AZF (groupe armé)

Un article de Wikipédia, l'encyclopédie libre.
Aller à : navigation, rechercher
Page d'aide sur l'homonymie Pour les articles homonymes, voir AZF.

AZF[1] est le nom ayant signé plusieurs menaces d'attentats contre le réseau ferroviaire de la société française SNCF à partir du 11 décembre 2003 (avec une demande de rançon de 4 millions d'euros et de 1 million de dollars US). La police tchèque[2], en mars 2003, fut confrontée au même type de chantage dans la région d'Olomouc.

Histoire[modifier | modifier le code]

Plus de 10 000 cheminots sont alors mobilisés pour examiner les 32 000 km de voies que compte le réseau ferré français. La première bombe retrouvée sur la ligne Paris-Toulouse dans la commune de Folles au nord de Limoges, sur les indications du groupe terroriste qui a donné le code GPS de la bombe, contient un mélange de 2,5 kg de fioul et de nitrate d'ammonium. Elle a été retrouvée juste à côté d'un embranchement d'un petit bout de voie ferrée de 5 km vers le secteur du stockage de l'uranium de la COGEMA à Bessines[3].

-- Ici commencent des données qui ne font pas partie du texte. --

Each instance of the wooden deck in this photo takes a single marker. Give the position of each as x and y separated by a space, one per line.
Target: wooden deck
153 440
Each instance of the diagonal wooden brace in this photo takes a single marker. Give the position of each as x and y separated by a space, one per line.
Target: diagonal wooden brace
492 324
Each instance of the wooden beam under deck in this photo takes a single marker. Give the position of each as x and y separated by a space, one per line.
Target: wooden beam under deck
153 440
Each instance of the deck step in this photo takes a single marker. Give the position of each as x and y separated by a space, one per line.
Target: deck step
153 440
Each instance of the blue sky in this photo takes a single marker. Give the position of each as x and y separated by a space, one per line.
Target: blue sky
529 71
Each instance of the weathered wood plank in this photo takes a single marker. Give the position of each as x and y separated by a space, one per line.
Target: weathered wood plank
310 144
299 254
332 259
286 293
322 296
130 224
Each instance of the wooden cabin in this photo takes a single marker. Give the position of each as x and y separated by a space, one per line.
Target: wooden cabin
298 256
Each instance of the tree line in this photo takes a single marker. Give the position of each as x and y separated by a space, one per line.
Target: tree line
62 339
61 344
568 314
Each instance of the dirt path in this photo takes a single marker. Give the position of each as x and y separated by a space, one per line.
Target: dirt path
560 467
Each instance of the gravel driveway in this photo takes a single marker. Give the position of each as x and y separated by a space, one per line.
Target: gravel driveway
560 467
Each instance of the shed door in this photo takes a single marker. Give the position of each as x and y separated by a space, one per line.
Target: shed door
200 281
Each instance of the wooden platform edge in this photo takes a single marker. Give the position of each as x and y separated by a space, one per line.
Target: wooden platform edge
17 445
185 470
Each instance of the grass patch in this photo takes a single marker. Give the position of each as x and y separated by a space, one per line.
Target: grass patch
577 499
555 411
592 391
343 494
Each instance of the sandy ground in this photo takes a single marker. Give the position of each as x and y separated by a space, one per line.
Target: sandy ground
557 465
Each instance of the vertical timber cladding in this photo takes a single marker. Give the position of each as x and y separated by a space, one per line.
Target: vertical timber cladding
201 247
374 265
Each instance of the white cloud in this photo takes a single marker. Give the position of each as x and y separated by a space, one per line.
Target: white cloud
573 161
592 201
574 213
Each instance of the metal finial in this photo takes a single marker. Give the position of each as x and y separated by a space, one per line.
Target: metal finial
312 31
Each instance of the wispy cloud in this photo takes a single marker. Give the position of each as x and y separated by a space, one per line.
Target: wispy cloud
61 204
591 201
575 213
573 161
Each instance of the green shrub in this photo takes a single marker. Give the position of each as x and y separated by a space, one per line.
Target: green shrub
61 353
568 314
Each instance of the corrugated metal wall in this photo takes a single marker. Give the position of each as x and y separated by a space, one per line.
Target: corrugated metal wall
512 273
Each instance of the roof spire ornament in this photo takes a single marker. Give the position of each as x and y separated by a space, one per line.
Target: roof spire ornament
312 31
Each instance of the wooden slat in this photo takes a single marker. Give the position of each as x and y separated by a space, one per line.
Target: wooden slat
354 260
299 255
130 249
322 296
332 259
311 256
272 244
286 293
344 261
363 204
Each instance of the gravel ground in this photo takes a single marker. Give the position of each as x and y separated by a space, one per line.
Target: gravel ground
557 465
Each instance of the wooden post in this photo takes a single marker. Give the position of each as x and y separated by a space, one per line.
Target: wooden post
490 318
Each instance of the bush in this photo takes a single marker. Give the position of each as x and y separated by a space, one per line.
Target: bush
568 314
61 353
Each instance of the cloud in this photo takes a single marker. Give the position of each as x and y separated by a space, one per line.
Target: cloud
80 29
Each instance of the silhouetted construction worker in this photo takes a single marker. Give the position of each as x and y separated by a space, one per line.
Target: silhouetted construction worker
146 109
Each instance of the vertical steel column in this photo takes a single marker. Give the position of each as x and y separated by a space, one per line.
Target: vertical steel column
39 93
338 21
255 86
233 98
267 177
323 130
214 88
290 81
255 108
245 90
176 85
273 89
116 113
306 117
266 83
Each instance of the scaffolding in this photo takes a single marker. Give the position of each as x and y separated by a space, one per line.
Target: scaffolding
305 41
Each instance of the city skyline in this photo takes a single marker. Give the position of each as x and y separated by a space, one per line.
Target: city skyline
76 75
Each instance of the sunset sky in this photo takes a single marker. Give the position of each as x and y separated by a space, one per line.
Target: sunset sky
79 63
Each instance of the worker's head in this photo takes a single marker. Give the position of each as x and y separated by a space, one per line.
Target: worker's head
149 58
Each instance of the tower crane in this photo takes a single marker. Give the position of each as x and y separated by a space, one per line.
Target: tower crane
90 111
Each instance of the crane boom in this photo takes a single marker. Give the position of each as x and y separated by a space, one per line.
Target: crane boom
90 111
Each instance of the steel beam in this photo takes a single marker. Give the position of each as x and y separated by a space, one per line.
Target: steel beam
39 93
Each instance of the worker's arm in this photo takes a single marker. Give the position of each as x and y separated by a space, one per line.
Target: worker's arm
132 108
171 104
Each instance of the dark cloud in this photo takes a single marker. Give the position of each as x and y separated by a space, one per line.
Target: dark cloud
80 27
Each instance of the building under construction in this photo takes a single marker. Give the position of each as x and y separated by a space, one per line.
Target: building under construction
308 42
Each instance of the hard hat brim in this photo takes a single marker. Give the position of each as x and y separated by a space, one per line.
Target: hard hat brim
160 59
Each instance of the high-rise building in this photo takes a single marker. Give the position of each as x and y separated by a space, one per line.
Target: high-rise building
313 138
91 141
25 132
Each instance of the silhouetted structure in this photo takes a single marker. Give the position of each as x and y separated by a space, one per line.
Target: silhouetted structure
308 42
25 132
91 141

La police, au courant depuis plusieurs mois de l'existence de ce mystérieux groupe terroriste, affirme ne pas avoir transmis l'information pour éviter un mouvement de panique et pour ne pas nuire à son enquête. La police et les terroristes se contactent par petites annonces codées publiées dans certains grands journaux comme Libération (sous de ridicules sobriquets : « Suzy » — Sarkozy était à l'époque ministre de l'Intérieur — et « Mon gros loup »)[4]. C'est un journal du Sud-Ouest, la Dépêche du Midi, qui révèle l'information en février 2004, juste au moment des élections régionales.

Une deuxième bombe est retrouvée près de Troyes, à Montiéramey en pleine campagne près du bois du Grand Orient, peu avant que le groupe annonce une trêve unilatérale (24 mars 2004). Le communiqué d'AZF annonce : « conscient de ses faiblesses technologiques, logistiques et autres, AZF suspend son action durant le temps nécessaire pour y remédier… Sans rancune et à bientôt ! ». Les attentats du 11 mars 2004 à Madrid perturbent les plans d'AZF qui décide soudain d'interrompre son chantage[5].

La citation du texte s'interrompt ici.